Becky Ayers

Becky Ayers

Thursday, January 27, 2011

Timeless Authoring








At age 50, I decided to start my writing career. Being born in 1959, I was brought up reading all the classics that most people have read including Moby Dick, Tom Sawyer, Little Women and so on. I often think back to that time when life seemed, to me anyway, a much easier life. Although life has always had it's rude awakenings, looking back at when I was young, books were written, generally, for most to understand and enjoy. I have found as I have aged that although many writers adhere to a more classic approach that is tasteful to any reader, there are many that are written, with purpose, to only a small group of people who would either understand it due to their own likeness of the story, or like it because it is true to today's society.

While I totally understand that society changes and hence language changes heralding in new slang that is familiar to the new generations, I find it more comforting to pick up a book that is written in a way that most people would readily understand and enjoy. I have a passion for classics. Stories of adventure that whisk my mind off to far away places and engulf my imagination, or stories of hardships, trials and tribulations that make me feel what the author was conveying.
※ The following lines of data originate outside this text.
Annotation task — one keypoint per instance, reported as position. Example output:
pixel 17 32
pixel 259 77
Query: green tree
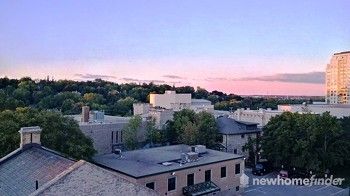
pixel 309 141
pixel 131 132
pixel 190 128
pixel 154 136
pixel 58 132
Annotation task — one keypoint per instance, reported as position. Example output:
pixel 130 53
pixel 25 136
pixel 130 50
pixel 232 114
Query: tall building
pixel 338 79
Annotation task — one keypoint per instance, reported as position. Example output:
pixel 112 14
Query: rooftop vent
pixel 200 149
pixel 116 151
pixel 167 163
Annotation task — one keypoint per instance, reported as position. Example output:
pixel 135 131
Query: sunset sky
pixel 236 46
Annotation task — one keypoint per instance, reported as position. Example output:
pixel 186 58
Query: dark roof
pixel 20 169
pixel 148 162
pixel 345 52
pixel 229 126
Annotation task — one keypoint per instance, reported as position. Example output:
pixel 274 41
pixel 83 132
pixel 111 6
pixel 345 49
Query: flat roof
pixel 345 52
pixel 320 105
pixel 107 119
pixel 229 126
pixel 148 162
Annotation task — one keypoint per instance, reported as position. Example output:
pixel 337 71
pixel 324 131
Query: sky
pixel 237 46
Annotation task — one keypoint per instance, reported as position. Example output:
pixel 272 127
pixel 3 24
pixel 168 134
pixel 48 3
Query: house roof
pixel 147 162
pixel 84 178
pixel 21 169
pixel 229 126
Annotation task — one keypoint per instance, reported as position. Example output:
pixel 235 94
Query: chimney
pixel 85 114
pixel 30 136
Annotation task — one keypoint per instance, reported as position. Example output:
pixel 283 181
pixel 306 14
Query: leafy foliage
pixel 115 99
pixel 190 128
pixel 58 132
pixel 309 141
pixel 131 132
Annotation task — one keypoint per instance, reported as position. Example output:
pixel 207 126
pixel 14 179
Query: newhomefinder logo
pixel 299 181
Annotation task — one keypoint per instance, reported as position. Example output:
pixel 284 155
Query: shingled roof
pixel 21 169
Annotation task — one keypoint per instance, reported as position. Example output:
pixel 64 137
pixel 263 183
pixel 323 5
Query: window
pixel 190 179
pixel 150 185
pixel 223 172
pixel 117 137
pixel 208 175
pixel 171 184
pixel 112 137
pixel 238 169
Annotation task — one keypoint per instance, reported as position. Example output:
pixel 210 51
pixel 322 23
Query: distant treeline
pixel 68 96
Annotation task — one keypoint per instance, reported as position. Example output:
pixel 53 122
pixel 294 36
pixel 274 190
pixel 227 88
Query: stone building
pixel 35 170
pixel 179 169
pixel 235 134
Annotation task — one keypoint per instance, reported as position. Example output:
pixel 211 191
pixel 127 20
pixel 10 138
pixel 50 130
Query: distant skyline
pixel 244 47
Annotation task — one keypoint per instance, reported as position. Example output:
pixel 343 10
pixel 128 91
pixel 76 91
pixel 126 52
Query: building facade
pixel 35 170
pixel 179 169
pixel 261 116
pixel 338 79
pixel 337 110
pixel 235 134
pixel 170 100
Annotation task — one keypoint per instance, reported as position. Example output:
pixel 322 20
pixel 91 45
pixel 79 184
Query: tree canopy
pixel 115 99
pixel 308 141
pixel 190 128
pixel 59 133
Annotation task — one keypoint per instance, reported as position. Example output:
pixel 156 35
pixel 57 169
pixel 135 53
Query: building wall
pixel 338 79
pixel 161 116
pixel 338 111
pixel 232 142
pixel 141 108
pixel 105 135
pixel 171 100
pixel 260 116
pixel 231 181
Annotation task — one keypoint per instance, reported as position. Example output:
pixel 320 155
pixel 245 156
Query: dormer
pixel 30 136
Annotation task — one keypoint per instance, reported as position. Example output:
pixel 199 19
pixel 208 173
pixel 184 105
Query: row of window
pixel 190 178
pixel 115 137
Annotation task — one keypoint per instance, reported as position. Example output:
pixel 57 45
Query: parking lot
pixel 254 190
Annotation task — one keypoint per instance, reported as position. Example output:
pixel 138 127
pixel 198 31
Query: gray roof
pixel 107 119
pixel 146 162
pixel 84 178
pixel 229 126
pixel 20 170
pixel 200 101
pixel 30 129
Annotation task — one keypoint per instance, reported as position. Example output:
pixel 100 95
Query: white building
pixel 261 116
pixel 162 106
pixel 338 79
pixel 199 105
pixel 170 100
pixel 337 110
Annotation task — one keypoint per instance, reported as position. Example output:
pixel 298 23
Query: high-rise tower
pixel 338 79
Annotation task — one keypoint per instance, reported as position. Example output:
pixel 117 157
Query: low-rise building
pixel 178 169
pixel 170 100
pixel 235 134
pixel 162 106
pixel 107 132
pixel 199 105
pixel 261 116
pixel 35 170
pixel 337 110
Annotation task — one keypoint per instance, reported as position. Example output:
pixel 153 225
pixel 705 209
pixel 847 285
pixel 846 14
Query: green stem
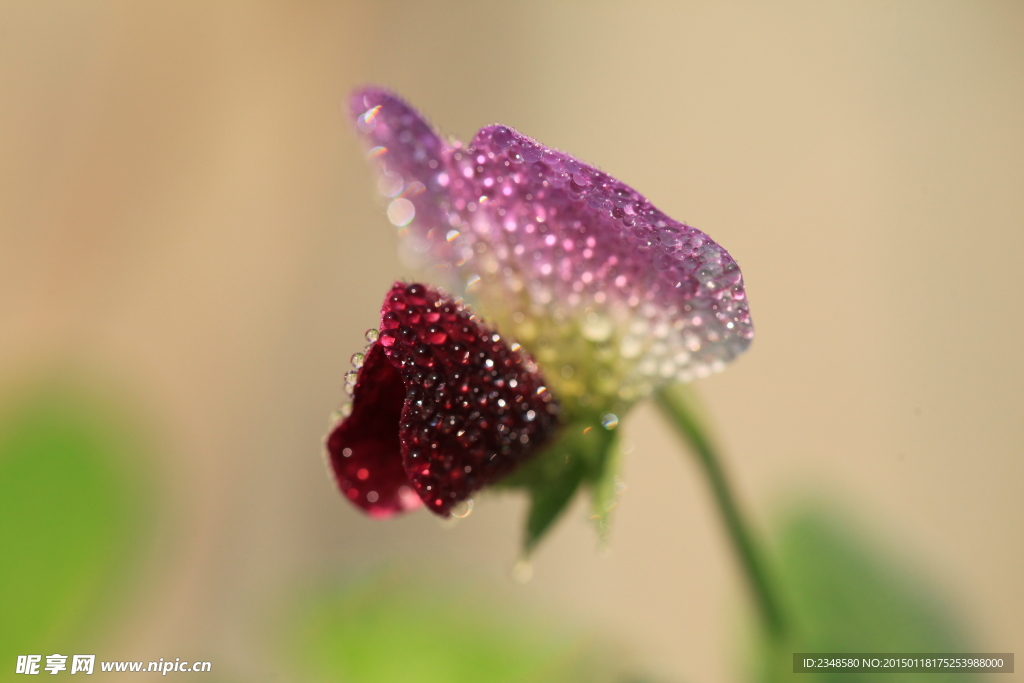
pixel 675 403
There was a simplicity back then that is looked over in books today. A symbiotic understanding that was conveyed via writing.

There have been many books I have noticed using slang or bad grammar that is acceptable today, but often makes it difficult for the older generations to truly feel what the writer is saying. This is the reason I have chosen to stick with the more classic, or better yet old fashioned writing that most can easily understand and envision. Although, yes, the world, our society and language is indeed changing, there is a lot to be said for the way timeless classics are written.